As for the process of collecting these samples, the Mars Perseverance rover, launched in 2020, has already documented and collected many diverse samples of rocks, regolith, and data from the atmosphere. The current plan is that these samples will be delivered to a lander, launched, and captured by an orbiter that will carry the samples to Earth.

Scientists have strategically chosen which landing spots they want to collect from, hoping to obtain a broad range of samples.

“The big strategy was to try to really maximize the diversity of samples that we were collecting,” Wadhwa said. 

To collect diverse samples, Wadhwa said her team collected two of every rock they found. They kept one on board Perseverance and saved one to analyze. 

Wadhwa also discussed the timeline for future launches to perform sample collections. She said that there are two launches planned for either 2027 or 2028, but that they might be pushed back by a year or two. 

The scientists plan to target certain locations on Mars’ surface, specifically those that mimic habitable environments.

“The idea is to get a diversity of samples that are going to be helping us to address all of the science goals that I mentioned: to understand the geologic context, to understand the climate history, and to understand the history of whether there was ancient life,” Wadhwa said. 

According to Wadhwa, analyzing the materials on the surface of Mars will give scientists information about the interior of the planet, too. 
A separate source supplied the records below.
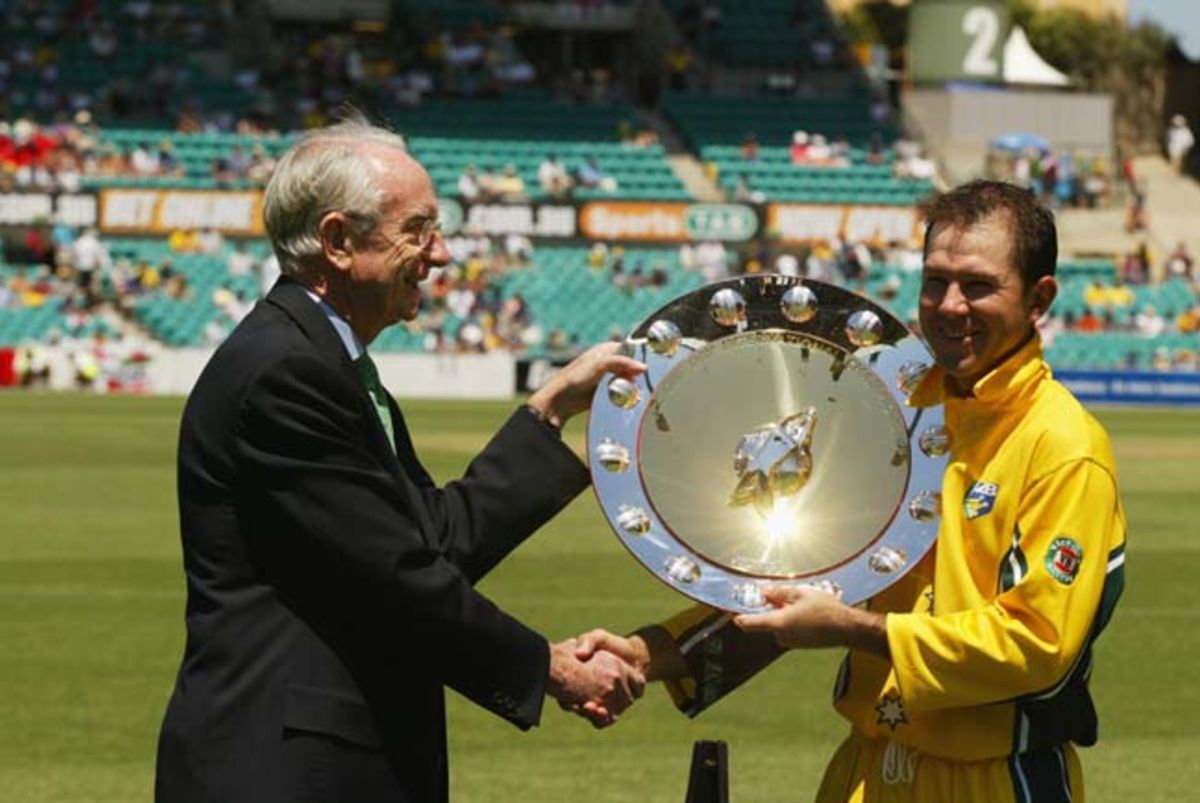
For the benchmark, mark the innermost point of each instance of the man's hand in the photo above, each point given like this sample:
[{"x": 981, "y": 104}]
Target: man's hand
[
  {"x": 651, "y": 651},
  {"x": 570, "y": 390},
  {"x": 599, "y": 689},
  {"x": 810, "y": 618}
]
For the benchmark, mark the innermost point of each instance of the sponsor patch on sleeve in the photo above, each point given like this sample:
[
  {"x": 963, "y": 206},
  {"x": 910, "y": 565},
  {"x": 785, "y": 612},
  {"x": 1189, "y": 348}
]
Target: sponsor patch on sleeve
[
  {"x": 979, "y": 501},
  {"x": 1063, "y": 559}
]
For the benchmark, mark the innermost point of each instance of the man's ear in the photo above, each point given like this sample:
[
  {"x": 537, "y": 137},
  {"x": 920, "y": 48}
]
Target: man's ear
[
  {"x": 334, "y": 231},
  {"x": 1042, "y": 295}
]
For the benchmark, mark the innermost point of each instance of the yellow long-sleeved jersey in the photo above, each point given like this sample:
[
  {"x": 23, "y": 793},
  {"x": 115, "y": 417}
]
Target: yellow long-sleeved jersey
[{"x": 990, "y": 635}]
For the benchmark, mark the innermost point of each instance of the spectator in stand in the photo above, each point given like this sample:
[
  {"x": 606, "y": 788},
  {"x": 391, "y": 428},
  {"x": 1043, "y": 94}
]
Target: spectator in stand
[
  {"x": 261, "y": 166},
  {"x": 1135, "y": 215},
  {"x": 1180, "y": 142},
  {"x": 183, "y": 240},
  {"x": 1180, "y": 263},
  {"x": 750, "y": 147},
  {"x": 240, "y": 262},
  {"x": 798, "y": 153},
  {"x": 1135, "y": 269},
  {"x": 820, "y": 153},
  {"x": 747, "y": 195},
  {"x": 591, "y": 175},
  {"x": 552, "y": 178},
  {"x": 1149, "y": 323},
  {"x": 510, "y": 186},
  {"x": 89, "y": 256}
]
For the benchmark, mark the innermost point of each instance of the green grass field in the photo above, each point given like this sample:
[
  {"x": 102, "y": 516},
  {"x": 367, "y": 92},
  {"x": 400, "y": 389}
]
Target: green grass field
[{"x": 91, "y": 625}]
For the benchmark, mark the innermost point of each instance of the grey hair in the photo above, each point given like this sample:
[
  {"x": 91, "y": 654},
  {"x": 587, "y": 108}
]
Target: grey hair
[{"x": 324, "y": 172}]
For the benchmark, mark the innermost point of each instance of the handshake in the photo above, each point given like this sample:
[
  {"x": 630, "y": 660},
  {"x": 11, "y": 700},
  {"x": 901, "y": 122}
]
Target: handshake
[{"x": 599, "y": 675}]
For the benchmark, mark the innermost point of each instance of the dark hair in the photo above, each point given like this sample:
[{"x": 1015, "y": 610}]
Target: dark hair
[{"x": 1031, "y": 225}]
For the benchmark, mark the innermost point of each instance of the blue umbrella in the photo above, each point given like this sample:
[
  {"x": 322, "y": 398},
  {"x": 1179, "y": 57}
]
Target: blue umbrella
[{"x": 1019, "y": 142}]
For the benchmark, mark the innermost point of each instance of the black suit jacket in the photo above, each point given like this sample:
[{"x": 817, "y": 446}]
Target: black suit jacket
[{"x": 330, "y": 583}]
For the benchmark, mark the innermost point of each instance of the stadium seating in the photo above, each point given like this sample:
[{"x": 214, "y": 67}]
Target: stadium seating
[
  {"x": 717, "y": 126},
  {"x": 765, "y": 33},
  {"x": 641, "y": 173}
]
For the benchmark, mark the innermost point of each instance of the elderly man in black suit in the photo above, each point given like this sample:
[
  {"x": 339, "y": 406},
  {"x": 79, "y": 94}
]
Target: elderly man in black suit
[{"x": 330, "y": 583}]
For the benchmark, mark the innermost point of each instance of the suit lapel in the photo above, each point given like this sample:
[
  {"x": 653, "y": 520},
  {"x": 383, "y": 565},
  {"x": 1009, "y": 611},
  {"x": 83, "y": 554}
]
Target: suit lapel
[{"x": 292, "y": 297}]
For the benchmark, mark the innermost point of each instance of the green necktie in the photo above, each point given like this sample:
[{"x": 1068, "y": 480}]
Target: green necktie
[{"x": 378, "y": 395}]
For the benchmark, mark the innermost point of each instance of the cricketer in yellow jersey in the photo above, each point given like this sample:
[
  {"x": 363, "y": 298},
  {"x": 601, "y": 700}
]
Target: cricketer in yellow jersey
[{"x": 966, "y": 681}]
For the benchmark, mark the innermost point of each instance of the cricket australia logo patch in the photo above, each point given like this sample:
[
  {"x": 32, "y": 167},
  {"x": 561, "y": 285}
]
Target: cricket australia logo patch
[
  {"x": 891, "y": 711},
  {"x": 1063, "y": 559},
  {"x": 979, "y": 499}
]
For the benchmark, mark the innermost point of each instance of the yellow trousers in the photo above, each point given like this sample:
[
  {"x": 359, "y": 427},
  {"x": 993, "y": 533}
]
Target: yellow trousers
[{"x": 868, "y": 771}]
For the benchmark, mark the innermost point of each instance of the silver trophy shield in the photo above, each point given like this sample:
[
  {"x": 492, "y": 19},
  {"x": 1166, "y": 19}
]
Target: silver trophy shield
[{"x": 771, "y": 442}]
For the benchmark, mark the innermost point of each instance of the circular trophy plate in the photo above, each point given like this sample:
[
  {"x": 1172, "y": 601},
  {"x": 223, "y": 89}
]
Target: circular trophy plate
[{"x": 771, "y": 442}]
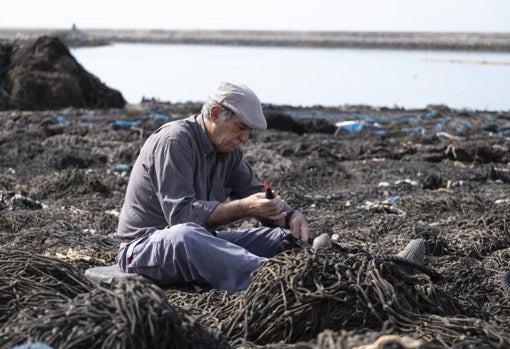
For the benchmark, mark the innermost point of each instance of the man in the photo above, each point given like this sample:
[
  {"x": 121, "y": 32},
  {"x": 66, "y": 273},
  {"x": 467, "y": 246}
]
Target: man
[{"x": 190, "y": 178}]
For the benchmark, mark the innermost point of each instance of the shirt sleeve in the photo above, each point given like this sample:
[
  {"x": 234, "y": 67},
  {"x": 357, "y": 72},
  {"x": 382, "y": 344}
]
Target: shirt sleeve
[{"x": 172, "y": 174}]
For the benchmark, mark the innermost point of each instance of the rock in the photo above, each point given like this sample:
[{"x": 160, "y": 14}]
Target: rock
[
  {"x": 322, "y": 241},
  {"x": 42, "y": 74},
  {"x": 414, "y": 251}
]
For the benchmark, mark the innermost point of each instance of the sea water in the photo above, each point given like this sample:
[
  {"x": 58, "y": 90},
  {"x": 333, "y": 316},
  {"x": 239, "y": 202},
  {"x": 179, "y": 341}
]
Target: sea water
[{"x": 305, "y": 76}]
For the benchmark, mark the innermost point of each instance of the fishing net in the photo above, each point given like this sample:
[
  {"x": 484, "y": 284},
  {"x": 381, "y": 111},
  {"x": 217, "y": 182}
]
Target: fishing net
[
  {"x": 130, "y": 314},
  {"x": 27, "y": 280},
  {"x": 296, "y": 296}
]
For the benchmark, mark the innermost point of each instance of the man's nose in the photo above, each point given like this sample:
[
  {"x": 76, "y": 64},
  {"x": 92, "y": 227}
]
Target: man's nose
[{"x": 244, "y": 136}]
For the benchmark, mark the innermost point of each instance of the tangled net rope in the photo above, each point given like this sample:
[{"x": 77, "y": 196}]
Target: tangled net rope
[
  {"x": 130, "y": 314},
  {"x": 26, "y": 280},
  {"x": 294, "y": 297}
]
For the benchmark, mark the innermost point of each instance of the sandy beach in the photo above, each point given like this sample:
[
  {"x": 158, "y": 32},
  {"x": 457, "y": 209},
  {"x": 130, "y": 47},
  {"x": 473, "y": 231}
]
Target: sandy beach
[
  {"x": 493, "y": 42},
  {"x": 373, "y": 182}
]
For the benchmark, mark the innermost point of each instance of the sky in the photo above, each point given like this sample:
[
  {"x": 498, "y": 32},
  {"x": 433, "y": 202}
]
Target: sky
[{"x": 328, "y": 15}]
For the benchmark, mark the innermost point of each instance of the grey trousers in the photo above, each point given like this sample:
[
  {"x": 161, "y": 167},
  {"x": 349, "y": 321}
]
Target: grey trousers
[{"x": 190, "y": 254}]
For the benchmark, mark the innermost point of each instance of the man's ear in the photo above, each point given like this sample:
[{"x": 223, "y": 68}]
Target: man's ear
[{"x": 214, "y": 112}]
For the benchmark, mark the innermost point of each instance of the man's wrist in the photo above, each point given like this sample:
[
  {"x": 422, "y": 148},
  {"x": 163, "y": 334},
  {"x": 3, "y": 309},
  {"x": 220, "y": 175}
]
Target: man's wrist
[{"x": 287, "y": 218}]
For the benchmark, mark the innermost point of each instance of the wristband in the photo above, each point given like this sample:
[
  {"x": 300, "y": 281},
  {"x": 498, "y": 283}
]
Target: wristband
[{"x": 287, "y": 218}]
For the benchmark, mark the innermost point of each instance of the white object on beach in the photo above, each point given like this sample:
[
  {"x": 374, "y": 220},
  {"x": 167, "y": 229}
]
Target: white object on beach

“If you can do geochronology, you can date the formation of these rocks,” Wadhwa said. “You can learn something about the composition of the magma from which this rock formed, and that also tells us about the interior composition of Mars.”

Wadhwa also showed the audience an animation that demonstrated how the machinery would execute the sampling and retrieval. The animation portrayed the entire process of launching the samples and bringing them to Earth. It is estimated that these samples will land in the Utah desert in the early 2030s.

Wadhwa ended by answering some questions from the audience and going into more detail about the design of the lander and the sampling tubes.

“It is a very complicated mission,” Wadhwa said. “It’s going to be a hard thing…there are going to be a number of firsts. But, you know, that’s where you make the biggest progress, it’s when you really push the envelope, and it’s going to be doing that in space, for sure.”